Perhaps I should include VSCodium as another viable alternative 😜. So that it becomes -at the very least- the path of least resistance to Emacs and/or (Neo)Vim.

[-] throwawayish@lemmy.ml 3 points 1 year ago

That's good to know! And I'm sure it's beneficial information for those that were unaware of that. However, (unless I'm wrong) the method you described requires you to be deliberate and precise in the placement of your own bang; i.e. bag of d holding or bag of holding d wouldn't work. As I often just start typing whatever I want to search/look for and only notice midway/afterwards that I hadn't specified where I would like to search, the built-in 'bangs' in Firefox/Chrome just wouldn't cut it unless I would try to rewire my behavior.

[-] throwawayish@lemmy.ml 3 points 1 year ago

Perhaps consider watching this excellent video guide on dualbooting and multibooting by DorianDotSlash. It was what I used as a reference the first few times I engaged in dualbooting and/or multibooting.

[-] throwawayish@lemmy.ml 3 points 1 year ago* (last edited 1 year ago)
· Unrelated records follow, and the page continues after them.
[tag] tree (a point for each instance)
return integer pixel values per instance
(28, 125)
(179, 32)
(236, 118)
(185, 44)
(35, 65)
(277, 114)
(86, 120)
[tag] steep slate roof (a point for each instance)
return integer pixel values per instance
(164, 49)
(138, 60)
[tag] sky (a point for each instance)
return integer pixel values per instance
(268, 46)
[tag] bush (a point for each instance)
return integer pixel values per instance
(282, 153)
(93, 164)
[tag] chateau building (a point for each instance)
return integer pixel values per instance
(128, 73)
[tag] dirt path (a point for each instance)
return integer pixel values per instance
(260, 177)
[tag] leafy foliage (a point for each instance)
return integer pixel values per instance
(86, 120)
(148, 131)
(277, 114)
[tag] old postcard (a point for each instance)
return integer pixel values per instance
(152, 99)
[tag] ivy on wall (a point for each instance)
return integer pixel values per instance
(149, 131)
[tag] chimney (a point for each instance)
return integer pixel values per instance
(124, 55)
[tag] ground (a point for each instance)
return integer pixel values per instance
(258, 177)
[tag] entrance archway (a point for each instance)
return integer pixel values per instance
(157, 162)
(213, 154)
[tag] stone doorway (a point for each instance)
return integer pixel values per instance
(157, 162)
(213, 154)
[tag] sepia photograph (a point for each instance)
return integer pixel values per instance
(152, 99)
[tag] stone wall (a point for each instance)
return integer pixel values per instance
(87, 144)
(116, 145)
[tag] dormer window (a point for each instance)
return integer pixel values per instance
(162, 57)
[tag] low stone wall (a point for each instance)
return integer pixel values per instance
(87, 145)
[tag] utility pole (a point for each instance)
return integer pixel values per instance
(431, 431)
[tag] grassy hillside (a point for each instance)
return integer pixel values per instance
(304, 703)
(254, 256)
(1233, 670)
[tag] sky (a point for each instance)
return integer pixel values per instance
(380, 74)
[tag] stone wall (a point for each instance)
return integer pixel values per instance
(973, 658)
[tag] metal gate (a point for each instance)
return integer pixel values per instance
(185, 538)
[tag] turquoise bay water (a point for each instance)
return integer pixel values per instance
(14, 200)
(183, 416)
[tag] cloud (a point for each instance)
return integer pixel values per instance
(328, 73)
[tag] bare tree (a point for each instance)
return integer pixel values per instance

That's unfortunate indeed. Currently I gravitate towards installing something like Endless OS for either elderly people or children. Automatic atomic updates from the get go on an immutable distro based on Debian Stable; just good stuff. FWIW, it allows updates between major versions as well 😉.

[-] throwawayish@lemmy.ml 2 points 1 year ago

That is most likely an Arch-thing rather than a Manjaro-thing.

[-] throwawayish@lemmy.ml 2 points 1 year ago

It has been my pleasure! I'm curious on what you'll end up doing. So please consider to report back if it isn't too much to ask :blush: !

[-] throwawayish@lemmy.ml 2 points 1 year ago

Good questions!

I assume getting a persistent environment in a USB recovery stick is a bigger task?

I actually don't know if penguins-eggs allows persistent environments 🤔 . Though, other tools might be better fit for the job. Personally I'd recommend you to follow this guide for openSUSE Leap. A similarly good guide/documentation for Debian is absent, and openSUSE Leap is likewise a good fit due to it being supported over a longer time period as well. The steps outlined in the guide might be a bit more involved, but the team behind openSUSE have done a wonderful job to ensure accessibility.

I’m imagining that, with your method, I would need to repeat this process any time I wanted to update the image or load specific new kernel modules/drivers?

With the method outlined in my previous comment, you only have to repeat the process from scratch if you didn't save the Debian install some way or another. If you did keep the Debian install around, then you could just; open it up, apply some updates/changes or (un)install additional packages and make yet another live image out of it. Granted, the openSUSE Leap persistent Live USB that has been previously mentioned in this comment is easier to change later down the line regardless.

Btw, -to my knowledge- the persistent Live USB environment is also possible on other distros like Debian, Fedora, Ubuntu etc. So arguably it's best to first look at which distro satisfies your needs in regards to package availability. After which, in my opinion, LTS/Stable releases ought to be preferred over the others.

[-] throwawayish@lemmy.ml 2 points 1 year ago

Thanks for the detailed reply!

Thank you for being appreciative!

Though, I couldn't help but wonder the motivation behind your inquiry. Are you just exploring the waters beyond Ubuntu? Are you interested in rolling release and got curious when you learned what openSUSE Tumbleweed had to offer in that space? Were you perhaps looking for a distro well-suited for gaming and did you perhaps come across someone mentioning openSUSE Tumbleweed which subsequently peaked your interest? Are you perhaps unhappy for some reason with Ubuntu and looking for something to replace it with?

Lots of questions, of which I don't expect you to answer more than a couple (if at all). I would already be more than happy if you could provide us a bit more insight regarding the motivation behind your inquiry.